1.2 Orbene, venendo al caso che si sta scrutinando, osserva il Collegio che l’unico motivo su cui si fonda il ricorso è aspecifico, perché si confronta solo apparentemente con la motivazione del provvedimento impugNOME, limitandosi a riproporre le stesse doglianze rappresentate al Tribunale del riesame e da questo risolte con motivazione congrua ed immune da vizi logici. In particolare, non si misura con le argomentazioni del giudice della cautela, che ha valorizzato l’entità della pena inflitta per il reato di cui è stato ritenuto responsabile (cinque anni reclusione), ma soprattutto l’allarmante curriculum criminale del COGNOME, dedito con impressionante continuità alla commissione di reati predatori dall’età di ventritré anni, malgrado le reiterate condanne e la permanenza in carcere per lunghi periodi di tempo, elementi questi ritenuti recessivi rispetto all assoluzione dal reato di cui al capo b).

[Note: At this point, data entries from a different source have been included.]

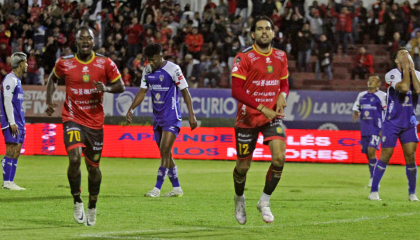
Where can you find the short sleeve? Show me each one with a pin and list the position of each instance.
(9, 85)
(285, 70)
(112, 72)
(179, 78)
(393, 77)
(59, 68)
(240, 66)
(143, 82)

Ebbene, su tutte queste circostanze di fatto il ricorso sorvola, confrontandosi solo in apparenza.
Come reiteratamente affermato dalla giurisprudenza di legittimità, è inammissibile il ricorso per cassazione fondato su motivi non specifici, ossia generici ed indeterminati, che ripropongono le stesse ragioni già esaminate e ritenute infondate dal giudice del gravame o che risultano carenti della necessaria correlazione tra le argomentazioni riportate dalla decisione impugnata e quelle poste a fondamento dell’impugnazione (Sezione 6, n. 23014 del 29/4/2021, B., Rv. 281521 – 01; Sezione 3, n. 50750 del 15/6/2016, COGNOME, Rv. 268385 – 01; Sezione 4, n. 18826 del 09/02/2012, COGNOME, Rv. 253849; Sezione 4, n. 34270 del 3/7/2007, COGNOME Rv. 236945 01).
All’inammissibilità del ricorso segue, ai sensi dell’art. 616 cod. proc. pen., la condanna della ricorrente al pagamento delle spese del procedimento nonché, ravvisandosi profili di colpa nella determinazione della causa di inammissibilità, al pagamento in favore della Cassa delle ammende della somma di euro tremila, così equitativamente fissata.
P. Q. M.
Dichiara inammissibile il ricorso e condanna il ricorrente al pagamento delle
spese processuali e della somma di euro tremila in favore della Cassa delle ammende.
Manda alla Cancelleria per gli adempimenti di cui all’art. 94, comma 1-ter, disp. att. cod. proc. pen.
Così deciso in Roma, il giorno 8 maggio 2024.